Inferential Statistics with Python
Notes from the 2nd course in "Statistics with Python Specialization" on Coursera
Commonly used Python library for inferential statistics
import numpy as np
import pandas as pd
import matplotlib.pyplot as plt
import seaborn as sns
import statsmodels.api as sm
1 Confidence interval
Example using NHANES dataset.
1.1 One proportion (categorical variables)
\[ \text{confidence interval} = \text{best estimate} \pm \text{mutiplier}*\text{standard error} \]
-
\(\text{standard error} = \sqrt{\frac{\hat{p}(1-\hat{p})}{n}}\)
-
\(\text{Best estimate} = \text{sample proportion}\)

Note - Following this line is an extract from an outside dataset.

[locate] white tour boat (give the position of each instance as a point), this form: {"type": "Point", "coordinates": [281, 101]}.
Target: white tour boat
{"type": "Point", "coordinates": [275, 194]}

Method 1 using cross table output
-
Cross table
One looking at two proportions from two groups, crosstable might be useful
pd.crosstable(dx[col1], dx[col2])
.NB: the column names of the cross table are not a list, and thus needs to be renamed by
dx.columns = ['col1','col2']
in some cases -
Proportion calculation
dz = dx.groupby(['RIAGENDRx']).agg({'SMQ020x': [lambda x: np.mean(x=="yes"), np.size]}) dz.columns = ['Proportion', 'Total_n']
Then, calculate p, n, se, respectively
Method 2 using sm library
sm.stats.proportion_confint(prop*n, n, alpha = 0.05)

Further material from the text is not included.